CarMax reported a 2.32% drop in earnings to $209.9 million, or an adjusted $1.27 a share, from $214.9 million, or $1.30 a share, in the same period a year ago.
Revenue for the quarter ended Feb. 28 rose 4% to $5.16 billion from $4.96 billion in the year-ago period. That number was in line with analysts' expectations.
A survey of analysts by FactSet produced consensus estimates of adjusted earnings of $1.24, on revenue of $5.17 billion.
Total used vehicle unit sales decreased 0.9% and same-store sales decreased by 2.3%.

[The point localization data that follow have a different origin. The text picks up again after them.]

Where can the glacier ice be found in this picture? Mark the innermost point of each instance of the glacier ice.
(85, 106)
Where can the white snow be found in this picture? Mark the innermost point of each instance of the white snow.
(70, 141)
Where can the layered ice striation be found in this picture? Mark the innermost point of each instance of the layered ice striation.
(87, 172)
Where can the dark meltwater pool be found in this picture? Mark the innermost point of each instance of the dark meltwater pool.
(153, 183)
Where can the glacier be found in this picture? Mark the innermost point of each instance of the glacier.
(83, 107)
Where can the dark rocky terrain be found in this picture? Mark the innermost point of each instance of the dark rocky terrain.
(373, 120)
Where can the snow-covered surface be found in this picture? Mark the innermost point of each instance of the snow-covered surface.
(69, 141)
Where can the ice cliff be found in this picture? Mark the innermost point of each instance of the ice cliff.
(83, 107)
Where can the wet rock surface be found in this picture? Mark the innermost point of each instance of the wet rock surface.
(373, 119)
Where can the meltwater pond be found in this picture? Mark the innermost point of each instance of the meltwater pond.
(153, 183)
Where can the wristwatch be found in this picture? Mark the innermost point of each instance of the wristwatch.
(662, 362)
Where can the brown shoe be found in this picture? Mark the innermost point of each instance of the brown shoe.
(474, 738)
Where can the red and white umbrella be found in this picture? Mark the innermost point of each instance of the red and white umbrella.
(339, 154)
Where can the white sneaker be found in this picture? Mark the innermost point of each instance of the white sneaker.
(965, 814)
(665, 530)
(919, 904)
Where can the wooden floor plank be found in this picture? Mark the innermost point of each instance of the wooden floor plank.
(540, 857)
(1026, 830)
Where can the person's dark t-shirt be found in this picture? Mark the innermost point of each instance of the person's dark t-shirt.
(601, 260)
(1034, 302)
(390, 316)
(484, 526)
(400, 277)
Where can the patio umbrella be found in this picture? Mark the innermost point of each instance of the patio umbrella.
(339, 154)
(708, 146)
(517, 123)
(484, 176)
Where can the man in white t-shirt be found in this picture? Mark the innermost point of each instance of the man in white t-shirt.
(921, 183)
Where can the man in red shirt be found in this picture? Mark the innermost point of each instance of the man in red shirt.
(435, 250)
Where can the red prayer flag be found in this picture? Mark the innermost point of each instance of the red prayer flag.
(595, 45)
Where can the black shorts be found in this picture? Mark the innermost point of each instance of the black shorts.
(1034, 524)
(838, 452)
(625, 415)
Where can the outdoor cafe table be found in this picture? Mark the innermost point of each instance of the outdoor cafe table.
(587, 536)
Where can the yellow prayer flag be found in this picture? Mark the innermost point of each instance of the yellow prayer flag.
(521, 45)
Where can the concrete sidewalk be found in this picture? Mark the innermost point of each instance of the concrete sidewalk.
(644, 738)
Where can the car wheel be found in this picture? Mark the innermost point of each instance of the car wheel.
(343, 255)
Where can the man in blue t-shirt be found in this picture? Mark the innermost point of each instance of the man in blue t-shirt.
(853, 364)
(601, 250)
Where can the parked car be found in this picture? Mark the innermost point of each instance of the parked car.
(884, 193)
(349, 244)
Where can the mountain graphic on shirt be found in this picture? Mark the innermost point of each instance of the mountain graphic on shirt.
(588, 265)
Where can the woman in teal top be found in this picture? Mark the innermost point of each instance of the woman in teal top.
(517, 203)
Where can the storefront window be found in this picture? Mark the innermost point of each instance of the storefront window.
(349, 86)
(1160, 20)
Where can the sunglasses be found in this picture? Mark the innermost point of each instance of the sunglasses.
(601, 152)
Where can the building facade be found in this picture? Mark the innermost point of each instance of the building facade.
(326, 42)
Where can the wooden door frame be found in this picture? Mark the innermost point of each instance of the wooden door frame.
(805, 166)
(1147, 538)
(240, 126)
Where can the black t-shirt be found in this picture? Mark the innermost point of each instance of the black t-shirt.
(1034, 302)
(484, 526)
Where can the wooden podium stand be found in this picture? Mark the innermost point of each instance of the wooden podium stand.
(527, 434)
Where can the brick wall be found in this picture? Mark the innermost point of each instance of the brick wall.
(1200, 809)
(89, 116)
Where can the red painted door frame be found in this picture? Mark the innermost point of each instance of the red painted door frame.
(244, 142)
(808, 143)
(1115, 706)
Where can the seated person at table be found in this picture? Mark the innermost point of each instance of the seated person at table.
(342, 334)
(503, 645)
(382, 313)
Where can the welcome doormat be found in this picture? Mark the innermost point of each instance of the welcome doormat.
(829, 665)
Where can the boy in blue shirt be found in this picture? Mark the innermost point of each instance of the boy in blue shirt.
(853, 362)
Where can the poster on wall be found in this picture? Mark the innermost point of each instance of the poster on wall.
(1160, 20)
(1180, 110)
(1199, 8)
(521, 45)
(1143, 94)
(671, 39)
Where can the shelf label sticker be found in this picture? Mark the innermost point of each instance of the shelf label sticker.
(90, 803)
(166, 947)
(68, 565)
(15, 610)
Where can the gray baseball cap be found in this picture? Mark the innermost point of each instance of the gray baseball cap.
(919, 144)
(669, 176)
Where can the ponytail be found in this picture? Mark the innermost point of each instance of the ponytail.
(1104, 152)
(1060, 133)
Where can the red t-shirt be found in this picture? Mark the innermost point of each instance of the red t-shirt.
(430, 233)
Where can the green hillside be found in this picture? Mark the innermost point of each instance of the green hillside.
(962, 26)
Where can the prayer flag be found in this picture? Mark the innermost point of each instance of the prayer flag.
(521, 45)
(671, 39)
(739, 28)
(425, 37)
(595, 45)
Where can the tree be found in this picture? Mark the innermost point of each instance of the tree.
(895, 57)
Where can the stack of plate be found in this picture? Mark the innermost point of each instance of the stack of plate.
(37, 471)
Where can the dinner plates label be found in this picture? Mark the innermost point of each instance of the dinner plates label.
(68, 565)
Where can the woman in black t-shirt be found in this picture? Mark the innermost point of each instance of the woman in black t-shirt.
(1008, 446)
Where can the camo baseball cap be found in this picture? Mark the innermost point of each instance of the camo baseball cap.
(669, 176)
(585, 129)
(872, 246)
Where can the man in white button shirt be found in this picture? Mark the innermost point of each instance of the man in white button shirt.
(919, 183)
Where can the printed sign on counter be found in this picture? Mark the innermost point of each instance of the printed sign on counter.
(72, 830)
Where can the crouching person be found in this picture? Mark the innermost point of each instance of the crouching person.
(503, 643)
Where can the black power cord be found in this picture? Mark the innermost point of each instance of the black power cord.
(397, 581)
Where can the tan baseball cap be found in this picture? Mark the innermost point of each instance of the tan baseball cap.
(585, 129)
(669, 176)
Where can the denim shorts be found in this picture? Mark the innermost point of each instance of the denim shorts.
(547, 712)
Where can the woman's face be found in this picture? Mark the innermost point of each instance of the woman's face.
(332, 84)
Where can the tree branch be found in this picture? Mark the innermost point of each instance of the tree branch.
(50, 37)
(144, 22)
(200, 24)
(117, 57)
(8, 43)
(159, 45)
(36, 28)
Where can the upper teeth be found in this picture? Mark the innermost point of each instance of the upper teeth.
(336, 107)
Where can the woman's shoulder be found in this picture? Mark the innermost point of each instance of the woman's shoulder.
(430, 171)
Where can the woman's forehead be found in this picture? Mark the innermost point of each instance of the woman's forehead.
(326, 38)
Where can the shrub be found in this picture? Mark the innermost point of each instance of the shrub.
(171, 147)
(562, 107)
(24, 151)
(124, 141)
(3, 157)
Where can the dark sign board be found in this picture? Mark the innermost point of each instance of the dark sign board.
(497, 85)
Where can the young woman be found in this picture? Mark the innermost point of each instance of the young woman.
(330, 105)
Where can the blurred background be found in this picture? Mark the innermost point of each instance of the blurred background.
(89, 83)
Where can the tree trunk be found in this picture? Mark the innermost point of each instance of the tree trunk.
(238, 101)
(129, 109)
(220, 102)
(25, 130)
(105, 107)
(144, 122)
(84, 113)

“We are extremely proud of what we have accomplished this year and how the strategic changes we have made to our business position us for accelerated growth across retail, wholesale and CarMax Auto Finance,” said President and Chief Executive Officer Bill Nash in a statement.
"The rapid adoption of our online instant appraisal offer positions us to become the largest online buyer of used autos from consumer," he added.
In the three months to February, CarMax acquired Edmunds after initially purchasing a minority stake in the company in early 2020.
“The acquisition of Edmunds will further strengthen the role and reach of both companies,” Nash said.
CarMax will report earnings for the first quarter ending May 31 on June 25.
"We have the technology, data, talent, physical assets and scale to unlock opportunities across the used auto ecosystem. We’re excited about the future as we expect robust top line, bottom line and market share growth for the upcoming year," Nash said.